Rig  Tuning

How to Race-Tune Your Challenger

Sail Shape and Control

Basic Principles

A different shape is needed for light, medium and heavy winds. There are also different settings for Upwind and Downwind. You can tell if the shape and trim is right when:

  • Telltales stream horizontally most of the time

  • The helm feels light and balanced.

  • Sheet tension increases as you pull it in.

  • You are going faster than the opposition in a race.

 

Battens - only need to be a snug fit in the sail pockets. Excessive tension makes them hard to tack but make sure they are properly seated at the front of the sail otherwise they will rip out of the side of the pockets.
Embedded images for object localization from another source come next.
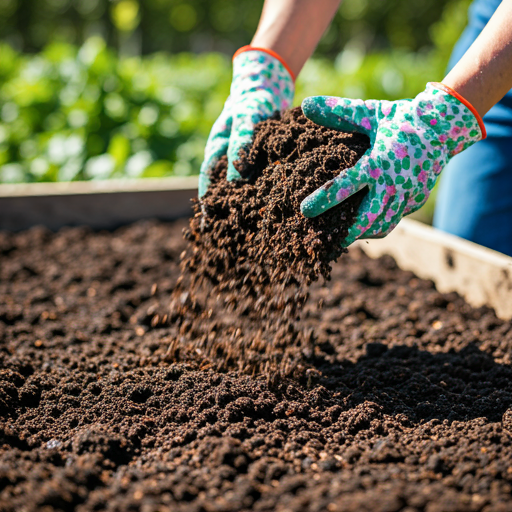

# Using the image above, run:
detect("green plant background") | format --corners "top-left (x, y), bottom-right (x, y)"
top-left (0, 0), bottom-right (465, 57)
top-left (0, 0), bottom-right (472, 222)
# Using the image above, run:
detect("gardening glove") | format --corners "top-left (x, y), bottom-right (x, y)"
top-left (199, 46), bottom-right (295, 197)
top-left (300, 82), bottom-right (486, 246)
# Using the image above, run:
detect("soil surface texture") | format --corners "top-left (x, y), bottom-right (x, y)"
top-left (2, 219), bottom-right (512, 512)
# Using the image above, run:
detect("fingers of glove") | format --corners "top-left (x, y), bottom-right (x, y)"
top-left (379, 192), bottom-right (411, 236)
top-left (301, 96), bottom-right (378, 135)
top-left (226, 128), bottom-right (249, 182)
top-left (199, 107), bottom-right (232, 197)
top-left (403, 194), bottom-right (427, 217)
top-left (343, 192), bottom-right (391, 247)
top-left (359, 220), bottom-right (398, 240)
top-left (226, 106), bottom-right (267, 182)
top-left (301, 156), bottom-right (370, 218)
top-left (351, 189), bottom-right (412, 242)
top-left (198, 171), bottom-right (211, 198)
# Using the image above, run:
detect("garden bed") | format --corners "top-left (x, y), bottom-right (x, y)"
top-left (2, 216), bottom-right (512, 511)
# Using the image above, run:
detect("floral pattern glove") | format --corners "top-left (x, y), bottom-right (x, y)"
top-left (300, 82), bottom-right (486, 246)
top-left (198, 46), bottom-right (295, 197)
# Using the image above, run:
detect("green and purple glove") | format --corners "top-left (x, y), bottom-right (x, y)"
top-left (199, 46), bottom-right (295, 197)
top-left (300, 82), bottom-right (486, 245)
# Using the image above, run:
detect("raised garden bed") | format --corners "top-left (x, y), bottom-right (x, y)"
top-left (0, 177), bottom-right (197, 232)
top-left (2, 175), bottom-right (512, 510)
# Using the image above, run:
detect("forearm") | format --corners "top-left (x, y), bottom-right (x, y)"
top-left (443, 0), bottom-right (512, 117)
top-left (251, 0), bottom-right (342, 78)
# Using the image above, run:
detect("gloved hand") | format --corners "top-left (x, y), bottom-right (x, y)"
top-left (300, 82), bottom-right (486, 245)
top-left (199, 46), bottom-right (295, 197)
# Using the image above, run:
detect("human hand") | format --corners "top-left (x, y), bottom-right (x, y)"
top-left (198, 46), bottom-right (294, 197)
top-left (300, 83), bottom-right (486, 245)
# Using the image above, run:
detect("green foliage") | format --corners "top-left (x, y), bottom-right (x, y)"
top-left (0, 0), bottom-right (471, 183)
top-left (1, 0), bottom-right (456, 57)
top-left (0, 38), bottom-right (231, 182)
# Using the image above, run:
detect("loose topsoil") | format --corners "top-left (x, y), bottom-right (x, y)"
top-left (2, 108), bottom-right (512, 512)
top-left (2, 220), bottom-right (512, 512)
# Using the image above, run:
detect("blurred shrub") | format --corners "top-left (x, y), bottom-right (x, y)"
top-left (0, 0), bottom-right (470, 184)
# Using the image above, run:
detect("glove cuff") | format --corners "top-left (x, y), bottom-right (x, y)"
top-left (233, 45), bottom-right (295, 82)
top-left (431, 82), bottom-right (487, 140)
top-left (419, 82), bottom-right (485, 158)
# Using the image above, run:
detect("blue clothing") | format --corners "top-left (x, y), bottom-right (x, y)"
top-left (433, 0), bottom-right (512, 255)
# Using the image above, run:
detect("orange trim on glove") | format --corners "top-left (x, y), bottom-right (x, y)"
top-left (433, 82), bottom-right (487, 140)
top-left (233, 45), bottom-right (296, 82)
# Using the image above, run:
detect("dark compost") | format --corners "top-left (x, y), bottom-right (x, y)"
top-left (1, 109), bottom-right (512, 512)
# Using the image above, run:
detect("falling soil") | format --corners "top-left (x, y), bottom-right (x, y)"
top-left (164, 107), bottom-right (370, 380)
top-left (2, 219), bottom-right (512, 511)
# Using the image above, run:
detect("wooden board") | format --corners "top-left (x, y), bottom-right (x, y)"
top-left (354, 218), bottom-right (512, 320)
top-left (0, 177), bottom-right (198, 231)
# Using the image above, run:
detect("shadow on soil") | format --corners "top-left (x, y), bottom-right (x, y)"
top-left (313, 341), bottom-right (512, 424)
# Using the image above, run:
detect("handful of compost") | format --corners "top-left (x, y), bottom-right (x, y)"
top-left (181, 108), bottom-right (369, 315)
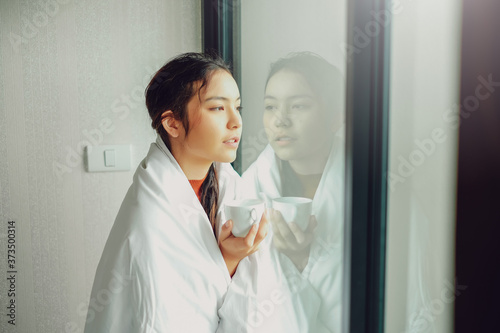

Controls - lines should be as thin as possible and pulleys large. This gives less friction and a lighter pull.

Easy movement of the sail corners and edges is important. lubrication of the spar tracks and ball bearing controls make settings more precise.

Mark the position of fast sail settings on the spars so that they can be reproduced easily.

How to Use the Sail Controls

Because the boom is sloping, tensioning the downhaul will also tighten the foot of the sail, which reduces its depth and depowers it. The sequence in which the sail controls are adjusted is therefore an important factor in controlling the sail shape and performance.

Initial Setup for the Beat

1. Pull on the tack downhaul to the required luff tension.

2. Then, pull the foot outhaul to give correct foot depth

3. Then, set the kicker to give the correct leech tension/mast bend

4. Then, pull the sheet in and go!

 

Adjusting Controls from Upwind to Offwind Settings

1. Ease the kicker to the required setting. This can be done before letting the sail out as tension will be maintained by the mainsheet

2. Then, slacken the tack downhaul the required amount. This should be done before bearing away, as luff tension will be maintained by friction in the mast luff groove.

3. The foot outhaul will be adjusted automatically but may need more slackening for extra depth in some circumstances.